Since graduating from UMass in 2007, Anderson played with three different pro teams – the AHL’s Chicago Wolves, the Gwinnett Gladiators of the ECHL, and for the last two-and-a-half years back in the AHL with the Albany Devils. He has had his greatest success as a pro in Albany, racking up 40 goals and 106 points in 171 games, and in 2010-11 had a career best 23 goals and 32 assists in 76 games.

Still, a nice minor league career isn’t really what a player dreams of when he becomes a professional. It’s all about getting the call – or in Anderson’s case, the text message. That text came Monday. While Anderson was enjoying the AHL All-Star break in Southern Vermont with some friends, he was having some trouble keeping his cell phone charged.

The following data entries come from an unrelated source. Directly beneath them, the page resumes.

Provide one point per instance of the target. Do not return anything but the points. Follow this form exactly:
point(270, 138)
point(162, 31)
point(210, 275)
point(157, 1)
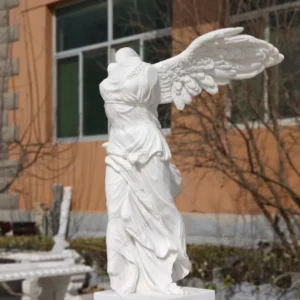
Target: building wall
point(81, 165)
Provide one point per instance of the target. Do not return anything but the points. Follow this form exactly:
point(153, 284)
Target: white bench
point(42, 281)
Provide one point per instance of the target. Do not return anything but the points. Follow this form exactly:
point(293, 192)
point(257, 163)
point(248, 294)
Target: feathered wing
point(212, 60)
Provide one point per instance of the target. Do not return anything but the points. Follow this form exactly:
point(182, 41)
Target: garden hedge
point(257, 266)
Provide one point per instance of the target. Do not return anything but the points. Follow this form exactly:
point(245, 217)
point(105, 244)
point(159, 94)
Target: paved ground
point(87, 297)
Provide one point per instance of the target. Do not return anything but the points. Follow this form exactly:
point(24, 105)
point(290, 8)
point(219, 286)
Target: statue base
point(193, 294)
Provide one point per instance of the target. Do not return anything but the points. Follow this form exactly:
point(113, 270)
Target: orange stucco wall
point(81, 165)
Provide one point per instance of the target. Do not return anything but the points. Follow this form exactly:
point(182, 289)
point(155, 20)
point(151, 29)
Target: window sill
point(257, 124)
point(94, 138)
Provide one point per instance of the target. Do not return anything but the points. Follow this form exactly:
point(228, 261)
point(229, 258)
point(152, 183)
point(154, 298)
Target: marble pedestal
point(194, 294)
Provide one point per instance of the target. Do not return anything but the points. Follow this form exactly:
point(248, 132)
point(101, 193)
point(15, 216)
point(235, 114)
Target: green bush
point(237, 264)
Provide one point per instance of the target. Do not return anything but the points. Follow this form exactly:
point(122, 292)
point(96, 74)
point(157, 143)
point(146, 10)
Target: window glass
point(67, 97)
point(95, 70)
point(81, 24)
point(156, 50)
point(244, 6)
point(136, 16)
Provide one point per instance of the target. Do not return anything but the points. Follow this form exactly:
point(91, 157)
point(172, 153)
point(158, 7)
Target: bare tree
point(249, 132)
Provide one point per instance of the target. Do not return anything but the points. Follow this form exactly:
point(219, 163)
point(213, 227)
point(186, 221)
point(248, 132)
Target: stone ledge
point(10, 101)
point(9, 67)
point(9, 168)
point(7, 4)
point(10, 134)
point(9, 34)
point(9, 201)
point(193, 294)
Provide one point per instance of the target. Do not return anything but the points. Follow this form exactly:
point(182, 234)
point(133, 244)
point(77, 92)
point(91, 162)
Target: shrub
point(257, 266)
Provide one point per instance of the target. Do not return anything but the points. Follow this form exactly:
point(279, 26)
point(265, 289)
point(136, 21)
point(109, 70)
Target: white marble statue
point(146, 244)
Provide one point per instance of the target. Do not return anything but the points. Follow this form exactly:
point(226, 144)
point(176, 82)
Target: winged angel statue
point(146, 244)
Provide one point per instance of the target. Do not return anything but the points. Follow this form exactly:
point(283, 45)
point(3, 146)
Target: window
point(276, 92)
point(87, 35)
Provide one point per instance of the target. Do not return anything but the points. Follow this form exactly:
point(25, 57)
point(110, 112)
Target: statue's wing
point(213, 59)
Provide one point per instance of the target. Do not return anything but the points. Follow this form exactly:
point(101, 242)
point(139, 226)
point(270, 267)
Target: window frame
point(109, 44)
point(262, 13)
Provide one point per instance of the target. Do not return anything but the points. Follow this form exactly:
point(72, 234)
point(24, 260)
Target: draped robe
point(146, 244)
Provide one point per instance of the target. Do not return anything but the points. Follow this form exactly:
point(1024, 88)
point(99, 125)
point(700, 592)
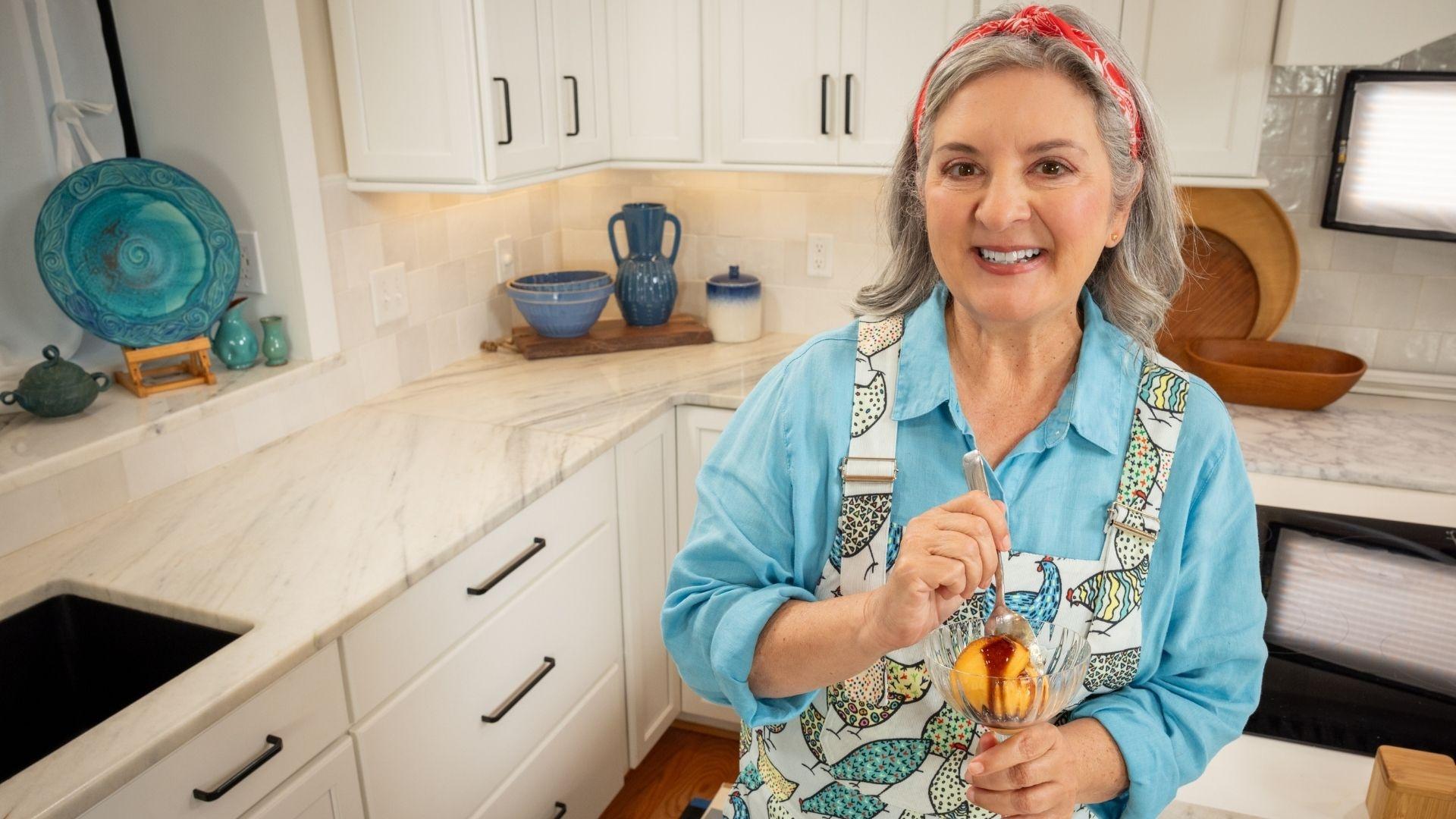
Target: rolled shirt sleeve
point(739, 566)
point(1206, 678)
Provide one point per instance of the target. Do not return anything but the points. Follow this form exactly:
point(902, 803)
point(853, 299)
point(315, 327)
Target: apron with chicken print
point(884, 744)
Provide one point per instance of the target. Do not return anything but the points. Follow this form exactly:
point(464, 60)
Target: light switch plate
point(504, 260)
point(249, 264)
point(820, 256)
point(388, 292)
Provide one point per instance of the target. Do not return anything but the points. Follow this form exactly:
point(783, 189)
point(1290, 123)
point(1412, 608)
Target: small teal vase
point(275, 343)
point(647, 286)
point(235, 343)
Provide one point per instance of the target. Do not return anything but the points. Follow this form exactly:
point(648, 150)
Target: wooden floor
point(689, 761)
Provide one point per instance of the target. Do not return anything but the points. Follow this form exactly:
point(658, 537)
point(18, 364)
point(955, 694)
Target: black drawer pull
point(538, 544)
point(520, 692)
point(506, 91)
point(274, 746)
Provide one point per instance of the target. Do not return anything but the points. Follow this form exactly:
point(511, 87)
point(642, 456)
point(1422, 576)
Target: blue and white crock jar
point(734, 306)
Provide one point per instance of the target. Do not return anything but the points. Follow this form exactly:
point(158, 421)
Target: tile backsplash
point(1386, 299)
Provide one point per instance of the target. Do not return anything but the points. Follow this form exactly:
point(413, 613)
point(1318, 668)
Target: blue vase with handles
point(647, 286)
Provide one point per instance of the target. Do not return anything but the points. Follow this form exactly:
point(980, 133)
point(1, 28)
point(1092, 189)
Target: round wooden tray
point(1244, 270)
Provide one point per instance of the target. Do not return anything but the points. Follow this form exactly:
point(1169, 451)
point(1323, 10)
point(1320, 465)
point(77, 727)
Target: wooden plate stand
point(196, 369)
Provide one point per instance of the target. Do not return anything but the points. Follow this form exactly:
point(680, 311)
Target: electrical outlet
point(821, 256)
point(504, 260)
point(249, 264)
point(388, 290)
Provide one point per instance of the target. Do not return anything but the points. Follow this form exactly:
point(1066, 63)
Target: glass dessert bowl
point(1001, 684)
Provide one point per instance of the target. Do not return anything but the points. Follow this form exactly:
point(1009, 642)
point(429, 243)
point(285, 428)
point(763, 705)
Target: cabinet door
point(327, 789)
point(655, 61)
point(698, 430)
point(519, 88)
point(781, 86)
point(406, 89)
point(647, 525)
point(887, 49)
point(582, 80)
point(1207, 71)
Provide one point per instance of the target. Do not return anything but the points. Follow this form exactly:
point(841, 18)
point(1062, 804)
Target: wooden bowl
point(1272, 373)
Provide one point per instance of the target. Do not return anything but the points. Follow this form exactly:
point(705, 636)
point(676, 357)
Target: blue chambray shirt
point(767, 502)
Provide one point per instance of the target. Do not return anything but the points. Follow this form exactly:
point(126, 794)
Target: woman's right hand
point(946, 556)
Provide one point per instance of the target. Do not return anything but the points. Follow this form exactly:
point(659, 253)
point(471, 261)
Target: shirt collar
point(1094, 403)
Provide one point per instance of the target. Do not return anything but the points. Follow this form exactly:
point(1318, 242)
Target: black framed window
point(1394, 167)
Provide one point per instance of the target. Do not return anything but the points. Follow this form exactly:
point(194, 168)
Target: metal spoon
point(1002, 620)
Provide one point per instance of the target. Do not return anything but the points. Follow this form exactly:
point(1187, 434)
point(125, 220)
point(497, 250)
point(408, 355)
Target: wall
point(1386, 299)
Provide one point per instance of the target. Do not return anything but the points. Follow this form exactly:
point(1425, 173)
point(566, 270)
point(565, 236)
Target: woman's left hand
point(1031, 776)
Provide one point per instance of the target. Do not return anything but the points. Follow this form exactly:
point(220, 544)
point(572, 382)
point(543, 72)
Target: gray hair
point(1134, 280)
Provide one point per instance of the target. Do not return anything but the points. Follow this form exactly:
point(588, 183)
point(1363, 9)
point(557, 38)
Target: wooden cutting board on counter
point(612, 335)
point(1244, 270)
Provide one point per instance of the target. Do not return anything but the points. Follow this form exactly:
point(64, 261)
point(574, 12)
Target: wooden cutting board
point(612, 335)
point(1244, 270)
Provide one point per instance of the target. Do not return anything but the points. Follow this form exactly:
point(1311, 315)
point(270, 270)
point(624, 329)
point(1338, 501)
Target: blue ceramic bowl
point(561, 315)
point(561, 281)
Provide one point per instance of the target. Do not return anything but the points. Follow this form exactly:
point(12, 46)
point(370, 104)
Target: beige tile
point(1365, 253)
point(1438, 305)
point(400, 242)
point(92, 488)
point(356, 316)
point(31, 513)
point(1354, 340)
point(444, 341)
point(363, 254)
point(1419, 257)
point(1386, 302)
point(1326, 297)
point(1407, 350)
point(433, 238)
point(414, 353)
point(422, 289)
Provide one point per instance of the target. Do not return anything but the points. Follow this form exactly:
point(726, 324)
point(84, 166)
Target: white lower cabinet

“There was one charger, one of those Bose docks, at the house where we were staying, and I stuck it on there,” he said. “Me and my buddies were about to leave the house, and it came on, and there was a text from [Albany GM] Chris Lamoriello, saying to call him as soon as possible.”

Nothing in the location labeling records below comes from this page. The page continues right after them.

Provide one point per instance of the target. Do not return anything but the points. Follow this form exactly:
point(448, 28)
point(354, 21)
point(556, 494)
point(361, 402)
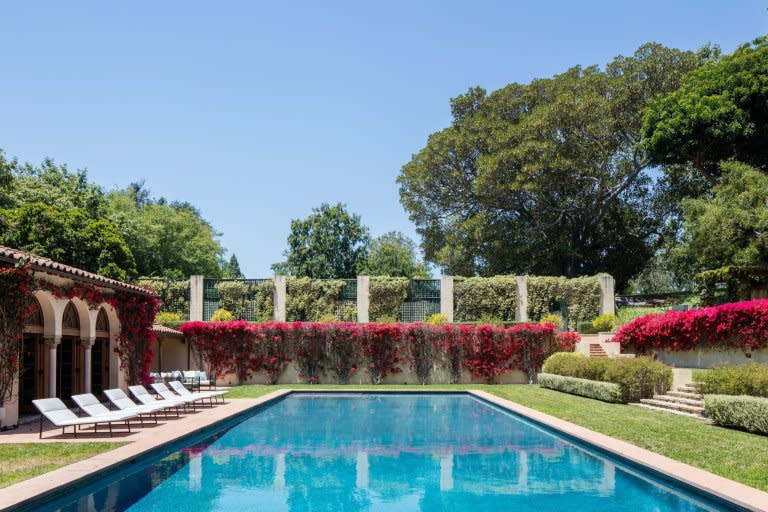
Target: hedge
point(385, 296)
point(638, 377)
point(743, 412)
point(738, 325)
point(316, 300)
point(477, 298)
point(605, 391)
point(341, 349)
point(746, 379)
point(581, 294)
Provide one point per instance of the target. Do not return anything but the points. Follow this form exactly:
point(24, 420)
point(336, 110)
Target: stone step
point(691, 409)
point(672, 411)
point(678, 400)
point(685, 394)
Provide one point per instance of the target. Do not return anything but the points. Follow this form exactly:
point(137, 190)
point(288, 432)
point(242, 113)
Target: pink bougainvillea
point(737, 325)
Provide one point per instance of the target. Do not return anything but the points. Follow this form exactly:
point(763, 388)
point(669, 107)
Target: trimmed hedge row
point(605, 391)
point(745, 379)
point(743, 412)
point(638, 377)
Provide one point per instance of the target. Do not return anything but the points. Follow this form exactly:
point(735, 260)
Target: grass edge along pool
point(153, 461)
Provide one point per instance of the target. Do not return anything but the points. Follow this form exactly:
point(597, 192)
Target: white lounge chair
point(162, 390)
point(146, 398)
point(179, 388)
point(91, 406)
point(56, 411)
point(120, 400)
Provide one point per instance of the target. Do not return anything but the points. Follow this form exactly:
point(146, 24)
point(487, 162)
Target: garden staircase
point(685, 401)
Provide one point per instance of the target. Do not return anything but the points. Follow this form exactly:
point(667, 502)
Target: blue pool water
point(384, 452)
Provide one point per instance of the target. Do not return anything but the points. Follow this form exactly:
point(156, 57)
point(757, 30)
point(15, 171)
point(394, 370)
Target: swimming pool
point(381, 452)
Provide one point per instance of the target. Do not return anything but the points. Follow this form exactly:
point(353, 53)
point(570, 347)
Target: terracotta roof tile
point(47, 265)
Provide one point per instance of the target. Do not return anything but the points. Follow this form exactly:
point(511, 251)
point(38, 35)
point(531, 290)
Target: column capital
point(52, 341)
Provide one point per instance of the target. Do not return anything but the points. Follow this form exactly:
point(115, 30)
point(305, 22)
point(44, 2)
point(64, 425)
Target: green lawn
point(25, 460)
point(736, 455)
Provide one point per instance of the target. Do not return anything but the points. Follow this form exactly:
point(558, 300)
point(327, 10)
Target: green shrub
point(167, 318)
point(743, 412)
point(221, 315)
point(638, 377)
point(310, 300)
point(606, 322)
point(605, 391)
point(744, 379)
point(581, 294)
point(554, 318)
point(437, 319)
point(478, 297)
point(386, 295)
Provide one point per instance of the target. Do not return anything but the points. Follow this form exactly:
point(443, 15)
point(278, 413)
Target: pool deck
point(142, 440)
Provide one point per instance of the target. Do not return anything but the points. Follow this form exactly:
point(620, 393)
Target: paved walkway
point(140, 441)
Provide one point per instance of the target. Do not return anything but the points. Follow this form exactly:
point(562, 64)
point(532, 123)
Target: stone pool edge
point(728, 490)
point(49, 484)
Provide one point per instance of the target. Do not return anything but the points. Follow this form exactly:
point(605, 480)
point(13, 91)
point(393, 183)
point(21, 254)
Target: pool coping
point(58, 481)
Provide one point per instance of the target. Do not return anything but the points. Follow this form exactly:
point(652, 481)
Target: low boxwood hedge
point(605, 391)
point(748, 413)
point(744, 379)
point(638, 377)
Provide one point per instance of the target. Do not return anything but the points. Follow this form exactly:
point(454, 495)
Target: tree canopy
point(54, 212)
point(548, 177)
point(719, 112)
point(394, 254)
point(329, 243)
point(730, 228)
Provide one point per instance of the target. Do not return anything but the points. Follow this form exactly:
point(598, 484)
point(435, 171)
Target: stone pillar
point(446, 297)
point(363, 298)
point(281, 290)
point(607, 298)
point(196, 286)
point(87, 344)
point(521, 315)
point(52, 343)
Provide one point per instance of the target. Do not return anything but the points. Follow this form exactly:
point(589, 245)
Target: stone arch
point(84, 314)
point(49, 309)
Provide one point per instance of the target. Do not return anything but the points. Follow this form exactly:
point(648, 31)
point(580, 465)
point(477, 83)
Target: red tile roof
point(38, 263)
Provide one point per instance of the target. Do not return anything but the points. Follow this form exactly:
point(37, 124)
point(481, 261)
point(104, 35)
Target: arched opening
point(100, 355)
point(32, 377)
point(70, 355)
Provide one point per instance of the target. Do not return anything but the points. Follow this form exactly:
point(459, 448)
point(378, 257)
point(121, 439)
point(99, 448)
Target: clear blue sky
point(257, 112)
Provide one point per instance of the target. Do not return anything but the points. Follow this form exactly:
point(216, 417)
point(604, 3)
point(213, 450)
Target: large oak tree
point(548, 177)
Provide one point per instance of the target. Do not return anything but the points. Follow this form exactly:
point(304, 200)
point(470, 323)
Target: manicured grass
point(25, 460)
point(733, 454)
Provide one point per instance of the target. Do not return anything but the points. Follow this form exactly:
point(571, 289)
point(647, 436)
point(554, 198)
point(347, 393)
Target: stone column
point(87, 344)
point(607, 298)
point(281, 289)
point(363, 298)
point(446, 297)
point(196, 286)
point(52, 343)
point(521, 315)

Lamoriello, the son of New Jersey GM Lou Lamoriello (Providence, R.I.), had good news: The big club was calling Anderson up, and just in time for the UMass grad to come back to Boston.

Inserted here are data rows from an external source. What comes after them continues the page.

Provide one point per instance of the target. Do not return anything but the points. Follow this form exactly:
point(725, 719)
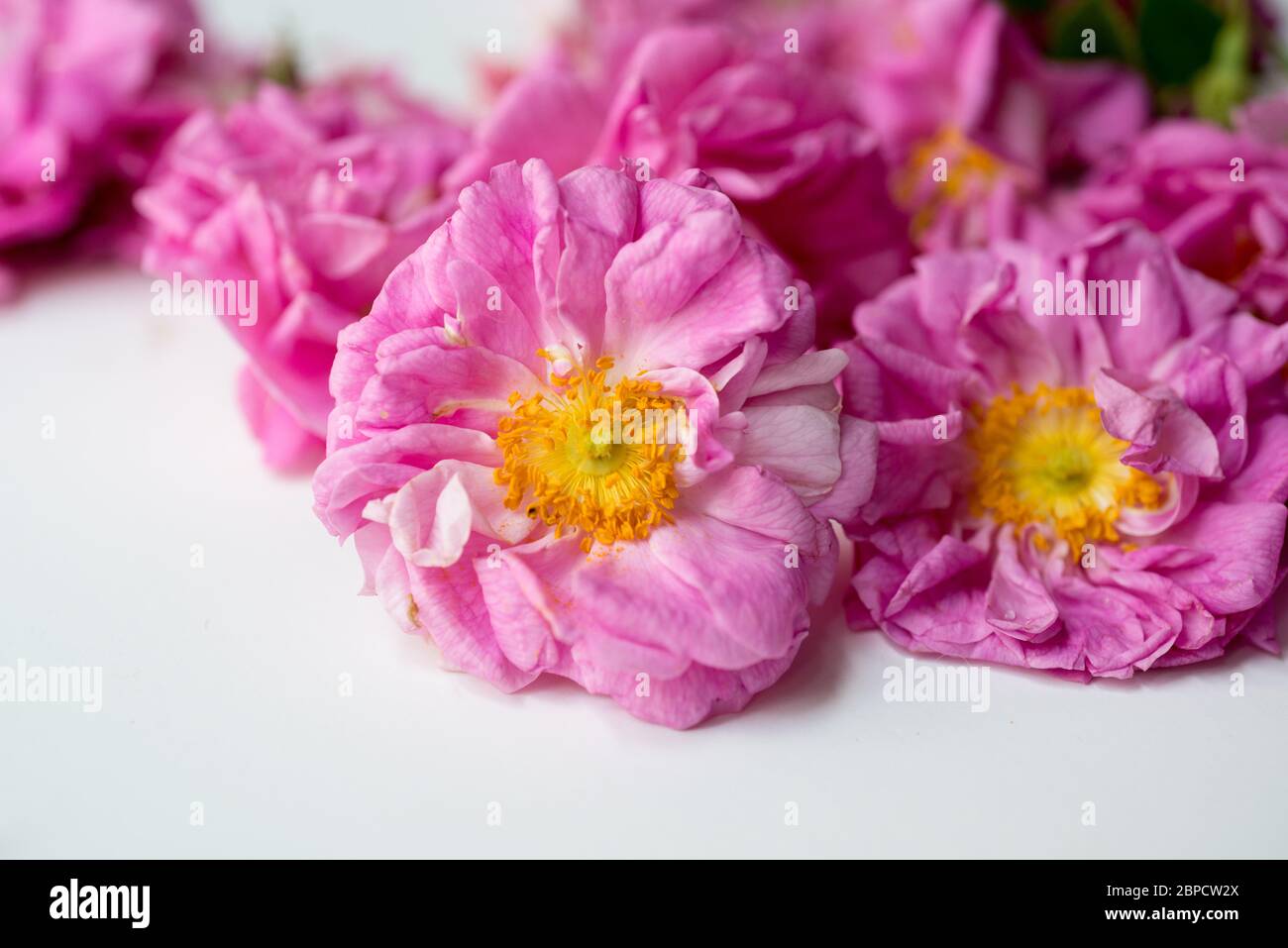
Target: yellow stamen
point(1044, 458)
point(563, 453)
point(964, 172)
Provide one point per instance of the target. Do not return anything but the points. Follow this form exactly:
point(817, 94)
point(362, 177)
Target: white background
point(222, 683)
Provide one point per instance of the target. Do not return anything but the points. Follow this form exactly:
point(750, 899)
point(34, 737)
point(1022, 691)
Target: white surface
point(222, 685)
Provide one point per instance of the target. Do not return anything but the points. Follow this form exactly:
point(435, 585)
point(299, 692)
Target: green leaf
point(1224, 82)
point(1177, 39)
point(1115, 35)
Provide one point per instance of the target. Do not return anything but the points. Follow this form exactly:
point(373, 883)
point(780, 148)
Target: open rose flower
point(88, 91)
point(1086, 493)
point(1220, 198)
point(977, 125)
point(778, 137)
point(310, 198)
point(492, 456)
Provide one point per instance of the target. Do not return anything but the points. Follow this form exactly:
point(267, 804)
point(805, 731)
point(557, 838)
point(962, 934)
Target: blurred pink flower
point(977, 125)
point(88, 91)
point(1091, 494)
point(494, 514)
point(314, 197)
point(778, 137)
point(1220, 198)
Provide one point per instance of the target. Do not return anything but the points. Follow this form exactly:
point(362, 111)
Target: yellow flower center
point(941, 170)
point(591, 458)
point(1044, 458)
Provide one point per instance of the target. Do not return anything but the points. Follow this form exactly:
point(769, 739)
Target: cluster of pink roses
point(906, 282)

Nothing has really come easy in Anderson’s hockey career, even going back to his college days in Amherst. He made a splash as a freshman in 2002-03, finishing fifth on the team in scoring with 31 points, but a shoulder injury forced him to take a medical redshirt the next year. He returned to the ice in 2004, and was fourth on the team with 20 points, even after a leg injury ended his sophomore season just 18 games in.

A solid junior and senior year followed. The Minutemen fell to New Hampshire in the Hockey East semifinals in Anderson’s senior year (“a tough loss for the Minutemen,” Anderson remembered of his last game at the Garden), but a short time later, they earned the program’s first-ever NCAA tournament victory, beating Clarkson with current L.A. King Jon Quick (Hamden, Conn.) in net, before falling to Maine in the last game of Anderson’s college career.

Then came seven years in the minor leagues. Last season, a concussion limited him to just 56 games for Albany, and as many players his age do, he started to take stock.

“Those things put things in perspective,” he said. “I got to see my niece take her first steps last year while I was out with a concussion. Everything happens for a reason, and I’m well aware of that.”

That perspective served him well Tuesday. Centering the Devils’ fourth line between former Albany teammate Jacob Josefson and enforcer Krys Barch, who also spent seven years wandering the minor-league wilderness before getting his shot with Dallas in 2006-07, Anderson settled in well, playing a total of 6:57.

“It’s just nice to get the first one out of the way. I definitely think it’ll slow down out there just a touch, myself, I’ll slow down if I get another opportunity. But at the same time, the emotions I’m feeling, I’m not going to fight them, I’m going to enjoy every minute of this with my friends and family. No one can take it away from me, that’s pretty nice.”

He even came inches away from scoring his first NHL goal. After turning the play up ice with about two minutes to go in the second period, Anderson rushed the Bruin net and nearly tipped a Stephen Gionta wrister past goaltender Tuukka Rask, who was caught going the wrong way.

“I put myself in a good spot,” he said. “You never know. Hopefully there will be a lot more of those chances.”

Importantly, he also impressed his new boss.

“I thought he did a good job,” Devils coach Peter DeBoer said. “He gave us some good minutes, some energy and some speed out there.”

It’s been a good season for UMass alums. Mike Kostka, a former teammate of Anderson’s in Amherst, notably made the Toronto roster out of the shortened training camp. Former Minutemen Justin Braun (also a contemporary of Anderson’s) and Matt Irwin are regulars on the San Jose blue line, and Quick, of course, won the Stanley Cup and Conn Smythe Trophy with LA last spring.

Anderson’s story was well-known by the time the puck dropped Tuesday night. The Newark Star-Ledger, USA Today and Sporting News all had pregame stories describing his odyssey, and NESN’s Jack Edwards and Andy Brickley spoke several times about the unique path Anderson took to the NHL.

During the broadcast, Edwards quoted Lou Lamoriello as saying of Anderson’s debut, “I just hope he has fun.”

On an otherwise somber night for the visitors, the smile on the newest Devil’s face suggested he most certainly did.